From: UFO UpDates - Toronto <ufoupdates.nul>
Date: Sat, 28 Jul 2007 08:11:57 -0400
Archived: Sat, 28 Jul 2007 08:11:57 -0400
Subject: NARCAP's O'Hare Report Summary & Conclusion

Source: National Aviation Reporting Center on Anomalous
        Phenomena - Herndon, Virginia, USA



Report of an Unidentified Aerial Phenomenon and its Safety
Implications at O'Hare International Airport on November 7, 2006

Case 18

By Richard F. Haines, Ph.D. Senior Editor Chief Scientist


K. Efishoff, D. Ledger, L. Lemke, S. Maranto, W. Puckett, T.
Roe, M. Shough, R. Uriarte

March 9, 2007


Page 52

5.4 Summary and Conclusion

On November 7, 2006 multiple witnesses reported sighting a
cryptic object or phenomenon over Chicago O’Hare International
Airport.
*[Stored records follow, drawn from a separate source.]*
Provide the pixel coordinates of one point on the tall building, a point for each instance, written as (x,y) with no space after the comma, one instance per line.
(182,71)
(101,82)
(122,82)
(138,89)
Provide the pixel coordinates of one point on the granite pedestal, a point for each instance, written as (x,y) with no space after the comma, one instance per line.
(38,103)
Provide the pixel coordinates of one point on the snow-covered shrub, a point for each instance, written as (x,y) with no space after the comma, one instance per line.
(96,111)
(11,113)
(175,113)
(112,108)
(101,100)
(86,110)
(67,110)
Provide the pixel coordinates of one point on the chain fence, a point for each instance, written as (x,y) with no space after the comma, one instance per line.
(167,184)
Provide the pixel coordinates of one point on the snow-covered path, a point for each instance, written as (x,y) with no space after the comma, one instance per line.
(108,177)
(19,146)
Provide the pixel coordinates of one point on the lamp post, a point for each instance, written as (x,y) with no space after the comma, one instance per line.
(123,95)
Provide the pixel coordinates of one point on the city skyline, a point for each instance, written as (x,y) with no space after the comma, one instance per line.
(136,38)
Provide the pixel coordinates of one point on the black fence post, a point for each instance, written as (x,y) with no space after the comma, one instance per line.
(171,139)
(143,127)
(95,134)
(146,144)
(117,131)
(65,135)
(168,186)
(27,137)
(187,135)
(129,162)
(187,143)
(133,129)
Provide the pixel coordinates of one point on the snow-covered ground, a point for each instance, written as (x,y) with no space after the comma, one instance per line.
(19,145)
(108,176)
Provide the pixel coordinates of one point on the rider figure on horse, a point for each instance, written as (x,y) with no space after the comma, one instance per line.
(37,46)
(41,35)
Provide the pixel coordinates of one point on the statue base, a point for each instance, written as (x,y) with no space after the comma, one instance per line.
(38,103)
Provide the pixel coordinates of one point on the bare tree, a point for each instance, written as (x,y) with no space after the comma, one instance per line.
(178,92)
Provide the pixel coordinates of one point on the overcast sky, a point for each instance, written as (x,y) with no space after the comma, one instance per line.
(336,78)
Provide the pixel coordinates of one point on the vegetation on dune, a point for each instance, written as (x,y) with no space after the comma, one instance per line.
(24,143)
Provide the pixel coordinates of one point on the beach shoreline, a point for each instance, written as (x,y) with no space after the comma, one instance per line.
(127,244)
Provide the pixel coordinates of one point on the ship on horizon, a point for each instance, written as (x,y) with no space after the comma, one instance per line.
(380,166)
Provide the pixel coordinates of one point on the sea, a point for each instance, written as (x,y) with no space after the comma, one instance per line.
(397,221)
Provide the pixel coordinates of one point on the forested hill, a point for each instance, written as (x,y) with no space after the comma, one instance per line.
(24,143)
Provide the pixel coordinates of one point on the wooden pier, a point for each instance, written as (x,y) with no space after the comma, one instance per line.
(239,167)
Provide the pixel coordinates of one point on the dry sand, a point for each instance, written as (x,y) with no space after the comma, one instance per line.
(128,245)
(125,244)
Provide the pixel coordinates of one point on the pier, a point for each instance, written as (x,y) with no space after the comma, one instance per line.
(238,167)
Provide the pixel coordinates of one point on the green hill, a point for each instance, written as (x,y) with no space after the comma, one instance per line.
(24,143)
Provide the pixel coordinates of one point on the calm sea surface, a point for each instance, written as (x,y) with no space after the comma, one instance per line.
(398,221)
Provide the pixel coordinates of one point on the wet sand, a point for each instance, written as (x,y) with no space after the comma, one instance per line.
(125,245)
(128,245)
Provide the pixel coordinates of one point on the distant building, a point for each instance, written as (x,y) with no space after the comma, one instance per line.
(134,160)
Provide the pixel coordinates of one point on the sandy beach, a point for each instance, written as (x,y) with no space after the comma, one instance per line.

The object or phenomenon presented itself as an
apparently solid yet featureless oblate spheroid which hovered
at a fixed altitude and attitude for a period of minutes before
suddenly ascending nearly vertically into and through the solid
cloud layer. The passage of the object through the clouds
apparently caused the creation of a sharp edged circular hole
somewhat larger in diameter than the object itself. We review
the literature and find that the Chicago incident appears to be
the latest example in a series of rare, but not unprecedented
incidents stretching back to at least 1947. Because of the
similarity of the phenomena in the reports, we seek a common
physical explanation for the HIC.

We consider the possibility that the HIC was produced by a
naturally occurring precipitation process, but reject that
hypothesis because neither freezing conditions, raindrops, nor
falling ice crystals were present at the time and location in
question. We postulate that sudden in situ evaporation of the
water droplets constituting the cloud represents the least
extraordinary physical process capable of explaining the
observations. We estimate the minimum volumetric energy density
required to cause such in situ evaporation as approximately 9.4
kJ/m3, in the form of heat. We consider the remote possibility
that a blunt body moving at high subsonic velocities through the
air may dissipate sufficient amounts of aerodynamic energy
through viscous friction to cause this amount of heating, but
find that the likely heat production rate is too low. We
postulate that the instantaneous nature of the HIC formation,
the circular shape, and its sharp edges all point to the direct
emission of, for example, electromagnetic radiation from the
surface of the oblate spheroid as the proximate cause of the
HIC. We cannot identify the object or phenomenon lying inside
the oblate spheroid surface, but two conclusions seem
inescapable: 1) the object or phenomenon observed would have to
have been something objectively and externally real to create
the HIC effect; and, 2) the HIC phenomenon associated with this
object cannot be explained by either conventional weather
phenomena or conventional aerospace craft, whether acknowledged
or unacknowledged.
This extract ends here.